Vor zwei Jahren hat die SPD aus staatsbürgerlicher Verantwortung den Eintritt in die Groko gegen innere Überzeugung vollzogen, weil andere diese Aufgabe nicht übernehmen wollten. In dieser Zeit hat die SPD im sozialen Bereich viel erreicht. Ihre Minister Heil, Giffey, Scholz, Barley und Lambrecht sind die positiven Erscheinungen der Groko. AKK, Seehofer, Karli­czeck und Scheuer (ja, der ist immer noch im Amt!) stehen auf der Minusseite. Sie sind – wenn überhaupt – nur durch Pleiten, Pech und Pannen in Erscheinung getreten. Wenn die Sozialdemokraten jetzt nach erfolgreicher Arbeit, für die ihnen die Anerkennung in Form von Wählerstimmen versagt blieb, den Absprung aus dieser verhängnisvollen Partnerschaft nicht durchziehen, kann man nur hoffen, dass es dem neuen Führungsduo Esken und Walter-Borjahns, weil ja beide nicht in die Regierungsarbeit eingebunden sein werden, gelingt, für ihre Partei wieder ein sozialdemokratisches Profil zu erstellen. Denn trotz der Erfolge ist es der Partei in den letzten Jahren nicht gelungen, als eigenständige Kraft wahrgenommen zu werden.
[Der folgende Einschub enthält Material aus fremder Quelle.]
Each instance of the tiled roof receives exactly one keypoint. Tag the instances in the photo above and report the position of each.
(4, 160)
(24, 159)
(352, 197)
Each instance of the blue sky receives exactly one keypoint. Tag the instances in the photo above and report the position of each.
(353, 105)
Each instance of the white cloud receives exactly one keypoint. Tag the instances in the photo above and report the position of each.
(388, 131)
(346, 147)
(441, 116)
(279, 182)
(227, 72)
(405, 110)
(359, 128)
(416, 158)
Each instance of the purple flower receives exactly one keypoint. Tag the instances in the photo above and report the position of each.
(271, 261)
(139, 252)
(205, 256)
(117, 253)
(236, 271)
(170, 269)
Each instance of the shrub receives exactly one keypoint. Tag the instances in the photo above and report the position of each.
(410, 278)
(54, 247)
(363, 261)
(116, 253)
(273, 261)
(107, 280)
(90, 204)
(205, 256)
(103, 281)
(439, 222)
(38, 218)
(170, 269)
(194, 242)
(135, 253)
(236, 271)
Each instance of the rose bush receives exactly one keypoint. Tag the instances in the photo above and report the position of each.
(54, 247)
Ein Ausstieg aus der Groko ist nach meiner Meinung aber – auch nach AKKs jüngstem Erpressungsversuch – die bessere Option.

Ernst Geilenkirchen, Kelberg

Zum Artikel „Die SPD zieht nach links – aber nicht so ganz“ (TV vom 9. Dezember):

Der „Aufbruch in die neue Zeit“, den die SPD propagiert, erfordert für den Erfolg eine größere Schar überzeugter Mitstreiter aus den eigenen Reihen.

Nach dem Votum des Parteitages kommt es darauf an, diejenigen zu mobilisieren, die trotz heikler Lage gleichgültig den beiden Abstimmungen für die Wahl des Führungsduos ferngeblieben sind. Immerhin fast die Hälfte der Genossen.

Die Begeisterung für den beschworenen Aufbruch hält sich spürbar in Grenzen. Es herrscht sogar die Sorge vor, dass die SPD-Umfragewerte noch weiter nach unten gehen, allein weil an der Autorität des neuen Führungsduos gezweifelt wird.

Die Beschlüsse des Parteitages waren wohl mehr den Hoffnungen vieler SPD-Abgeordneter des Bundestages geschuldet, die persönlich in dem zunächst propagierten sofortigen Ausstieg aus der Regierung das politische Harakiri befürchteten. Es ist offen, wohin der neue Weg führt. Er scheint nach links abzubiegen, doch er ist reichlich mit Themen gepflastert, die in der Mitte präsent sind.

Die einzelnen Punkte stehen längst auf der Agenda der Unionsparteien, wenn man von der „Reichensteuer“ auf das Vermögen absieht. Eine Idee aus der der Mottenkiste.

Im Übrigen verfügt die Bundesregierung mit Olaf Scholz über einen Finanzminister, der umsichtig die sorgsame Arbeit seines Vorgängers Wolfgang Schäuble fortsetzt. Als Antwort auf konjunkturelle Erfordernisse genügt antizyklisches Verhalten. Karl Schiller, ein populärer SPD-Minister, hat es 1968 eingeführt und praktiziert. Das waren noch Zeiten!

Der neue SPD-Vorsitzende Norbert Walter-Borjans, als früherer Finanzminister von Nordrhein-Westfalen gerichtlich wegen verfassungswidriger Haushalte mehrfach gerügt, möge sich ein Beispiel nehmen.